On 11th Street, halfway to Seventh Avenue, Daniel’s antennas picked up signals that said to stop and reconnoiter. A few housefronts away, on the other side of the street, three black teenage girls were pretending to be inconspicuous in the recessed doorway of a small apartment building. A nuisance, but Daniel had lived long enough in New York to know better than ignore his own radar, so he turned round and took his usual route to the gym, which was shorter anyhow, along Christopher Street.
At Sheridan Square he stopped in for his traditional free breakfast of a glop-filled doughnut and milk at the Dodge ’Em Doughnut Shop. In exchange Daniel let the counterman use the gym on nights that he was in charge. Larry (the counterman) complained about his boss, the customers, and the plumbing, and just as Daniel was leaving he remembered that there’d been a call for him the day before, which was a bit strange since Daniel hadn’t used the doughnut shop phone as an answering service for over a year. Larry gave him the number he was supposed to call back: Mr. Ormund, extension 12, 580-8960. Maybe there’d be money in it, you never can tell.
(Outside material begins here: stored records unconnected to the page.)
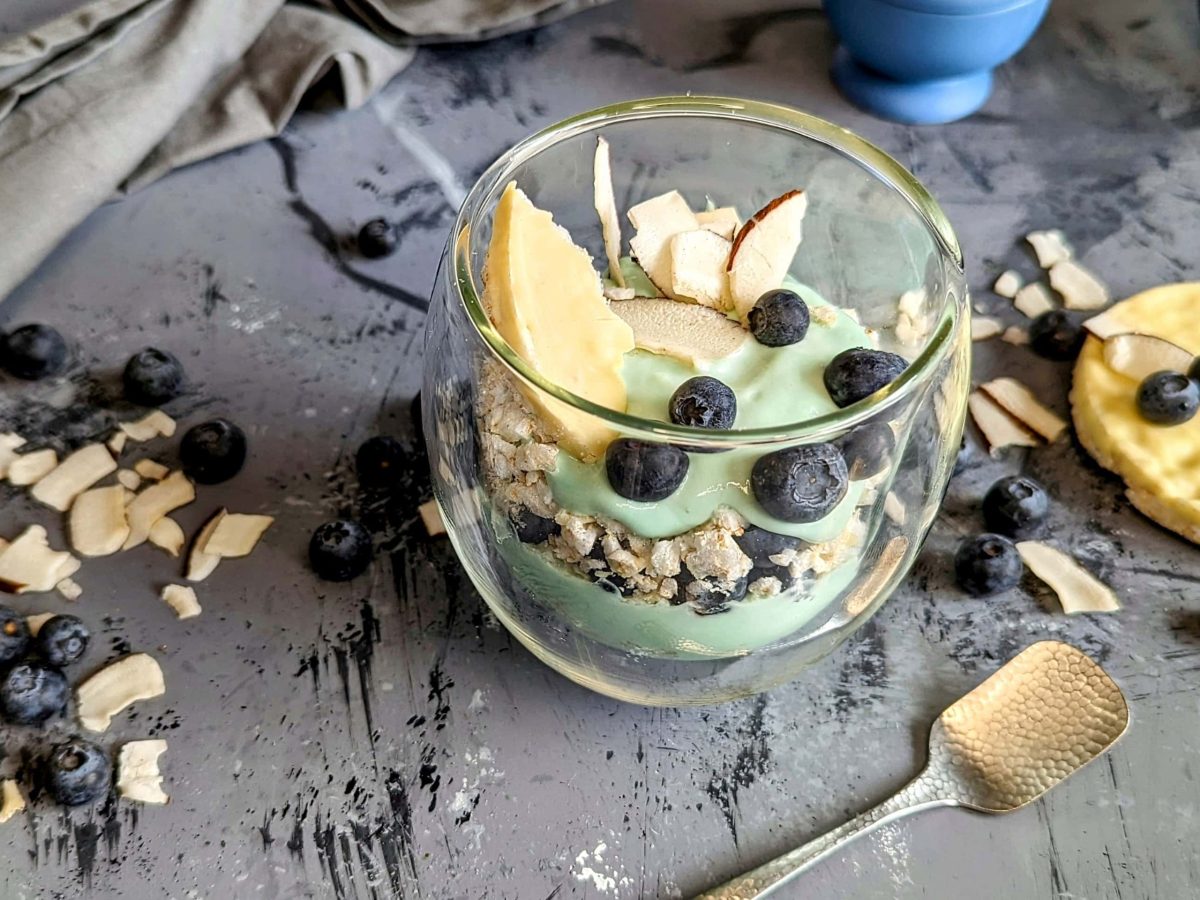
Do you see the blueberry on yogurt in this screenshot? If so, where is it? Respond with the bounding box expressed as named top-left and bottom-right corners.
top-left (735, 526), bottom-right (798, 568)
top-left (605, 439), bottom-right (689, 502)
top-left (834, 421), bottom-right (895, 481)
top-left (823, 348), bottom-right (908, 408)
top-left (669, 376), bottom-right (736, 430)
top-left (748, 289), bottom-right (810, 347)
top-left (751, 443), bottom-right (848, 524)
Adonis, Inc., across Seventh Avenue from the doughnut shop and upstairs above a branch of Citibank, was the nearest thing Daniel had to a permanent address. In exchange for handling the desk at different times and locking up three nights a week, Daniel was allowed to sleep in the locker-room (or, on the coldest nights, inside the sauna) whenever he cared to. He kept a sleeping bag and one change of clothes rolled up in a wire basket, and had his own cup with his name on it — BENNY — on a shelf in the bathroom. Two other temps also had cups on the shelf and sleeping bags in their lockers, and when all three of them slept over it could get pretty claustrophobic. Fortunately, they seldom all three coincided on the same night, since there were usually other, less spartan possibilities. At irregular but cherished intervals Daniel would be asked to act as watchdog for someone’s vacant apartment. More often he’d spend the night with a known quantity from the gym, such as, last night, Jack Levine. Once or twice a week he’d take pot luck from the street. But there were nights when he didn’t care to pay the price for such extra comfort, and on those nights it was good to have the gym to fall back on.